Buhne admits that voice interconnection is not yet a target for the IPX, but it will be added once the carrier has its next-generation voice network in place. DT ICSS’s IPX implementation has four classes of service in place to handle high quality voice, streaming, data and best effort internet.

TSIC and TI Sparkle are more sceptical about the market need for IPX in 2010, with Teotino commenting, “The needs of mobile operators are not aligned with IPX characteristics yet, with the exception of VoIP.” Hoogkamp adds, “GSM and Vodafone are pushing for IPX because it is a means of carrying out IP-based interconnection that keeps the existing business model of charging per minute per application. Whether this will be a viable business model in the years ahead remains to be seen.” Although TSIC is “working hard on an IPX hubbing product”, Hoogkamp warns that the adoption of IPX will depend on mobile operators choosing to become service providers with distinctive sets of internet applications they wish to extend to roaming customers – and this decision is not yet a done deal for most companies.

Mobile banking

One business mobile operators that are keen to enter is mobile banking and international carriers have identified a lucrative service opportunity to enable international money transfer and top-up services. “BICS developed ‘HomeSend’ in partnership with eServGlobal to allow mobile subscribers to transfer money internationally,” reports Stradling, while TI Sparkle will roll out a similar solution in 2010.

Growing uncertainty and aversion to risk in the mobile market plays to carriers’ advantage providing they have the right strategies and services in place to meet mobile operators’ outsourcing needs.
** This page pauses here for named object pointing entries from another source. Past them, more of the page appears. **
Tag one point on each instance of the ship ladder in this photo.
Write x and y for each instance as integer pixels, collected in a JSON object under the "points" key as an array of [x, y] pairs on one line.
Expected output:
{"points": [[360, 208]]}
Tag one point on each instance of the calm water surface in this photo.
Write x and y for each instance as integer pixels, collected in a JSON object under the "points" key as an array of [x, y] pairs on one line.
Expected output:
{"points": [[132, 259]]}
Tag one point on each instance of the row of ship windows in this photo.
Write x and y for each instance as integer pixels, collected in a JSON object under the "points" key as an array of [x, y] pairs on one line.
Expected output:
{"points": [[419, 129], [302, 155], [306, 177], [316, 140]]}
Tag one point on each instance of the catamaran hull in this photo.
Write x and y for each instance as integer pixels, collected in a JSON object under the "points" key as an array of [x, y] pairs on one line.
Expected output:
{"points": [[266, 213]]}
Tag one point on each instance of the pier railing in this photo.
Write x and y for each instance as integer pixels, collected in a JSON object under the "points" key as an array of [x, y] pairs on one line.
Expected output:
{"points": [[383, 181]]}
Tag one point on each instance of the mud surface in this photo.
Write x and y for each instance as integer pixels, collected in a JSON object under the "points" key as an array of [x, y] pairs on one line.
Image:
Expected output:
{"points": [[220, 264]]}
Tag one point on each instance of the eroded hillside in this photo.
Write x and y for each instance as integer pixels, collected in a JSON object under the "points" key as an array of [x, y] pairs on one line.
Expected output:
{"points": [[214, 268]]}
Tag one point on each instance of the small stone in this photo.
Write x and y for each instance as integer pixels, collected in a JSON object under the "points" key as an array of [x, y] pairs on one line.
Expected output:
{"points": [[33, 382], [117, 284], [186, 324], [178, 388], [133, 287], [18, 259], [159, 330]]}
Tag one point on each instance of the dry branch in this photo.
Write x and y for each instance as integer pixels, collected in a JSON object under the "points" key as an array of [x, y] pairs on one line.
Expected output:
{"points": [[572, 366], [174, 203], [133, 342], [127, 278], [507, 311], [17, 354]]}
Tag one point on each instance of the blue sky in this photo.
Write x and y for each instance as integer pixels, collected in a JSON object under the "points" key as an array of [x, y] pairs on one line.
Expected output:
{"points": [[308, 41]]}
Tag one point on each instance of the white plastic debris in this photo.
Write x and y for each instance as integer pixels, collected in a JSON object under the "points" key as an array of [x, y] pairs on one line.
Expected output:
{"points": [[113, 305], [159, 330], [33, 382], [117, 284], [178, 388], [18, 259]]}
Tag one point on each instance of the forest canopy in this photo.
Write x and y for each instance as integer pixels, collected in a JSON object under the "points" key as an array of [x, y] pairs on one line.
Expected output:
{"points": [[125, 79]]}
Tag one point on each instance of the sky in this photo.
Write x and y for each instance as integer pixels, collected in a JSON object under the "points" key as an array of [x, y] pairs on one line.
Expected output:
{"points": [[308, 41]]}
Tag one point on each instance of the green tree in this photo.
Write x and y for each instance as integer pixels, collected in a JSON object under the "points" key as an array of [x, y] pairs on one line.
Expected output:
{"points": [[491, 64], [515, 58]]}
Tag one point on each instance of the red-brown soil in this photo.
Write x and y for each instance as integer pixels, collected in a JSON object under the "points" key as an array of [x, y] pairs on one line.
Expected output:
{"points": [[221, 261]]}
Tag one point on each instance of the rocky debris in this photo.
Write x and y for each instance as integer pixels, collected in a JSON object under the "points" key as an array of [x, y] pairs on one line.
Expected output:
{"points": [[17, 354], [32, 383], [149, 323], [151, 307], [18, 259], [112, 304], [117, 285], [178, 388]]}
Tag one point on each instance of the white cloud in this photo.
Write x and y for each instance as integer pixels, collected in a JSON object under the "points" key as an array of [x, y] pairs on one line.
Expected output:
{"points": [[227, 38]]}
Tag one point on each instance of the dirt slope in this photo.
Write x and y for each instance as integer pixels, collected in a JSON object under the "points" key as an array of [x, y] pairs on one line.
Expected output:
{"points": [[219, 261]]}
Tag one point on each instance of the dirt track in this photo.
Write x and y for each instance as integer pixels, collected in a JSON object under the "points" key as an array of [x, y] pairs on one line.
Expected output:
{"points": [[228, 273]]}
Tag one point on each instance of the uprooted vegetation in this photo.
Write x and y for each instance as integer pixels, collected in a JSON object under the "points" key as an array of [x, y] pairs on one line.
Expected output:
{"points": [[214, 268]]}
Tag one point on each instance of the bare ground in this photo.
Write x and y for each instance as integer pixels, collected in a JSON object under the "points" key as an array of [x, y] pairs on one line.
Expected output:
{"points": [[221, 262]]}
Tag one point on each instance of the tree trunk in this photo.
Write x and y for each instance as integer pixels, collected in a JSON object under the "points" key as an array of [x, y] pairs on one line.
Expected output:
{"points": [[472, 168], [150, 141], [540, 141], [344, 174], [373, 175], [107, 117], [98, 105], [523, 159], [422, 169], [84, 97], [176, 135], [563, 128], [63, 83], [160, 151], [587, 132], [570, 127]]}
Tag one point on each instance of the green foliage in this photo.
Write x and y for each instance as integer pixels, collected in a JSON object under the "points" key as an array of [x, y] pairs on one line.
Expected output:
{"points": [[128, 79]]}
The multi-trillion dollar wireless industry has been feeling a little chilly during 2009 and its problems are set to continue into 2010. As former gatekeepers to all mobile services, including the mobile web, mobile operators have seen their garden walls scaled in the past year by hordes of subscribers armed with smartphones, demanding the right to download any web-based application, whether developed and controlled by mobile operators or not.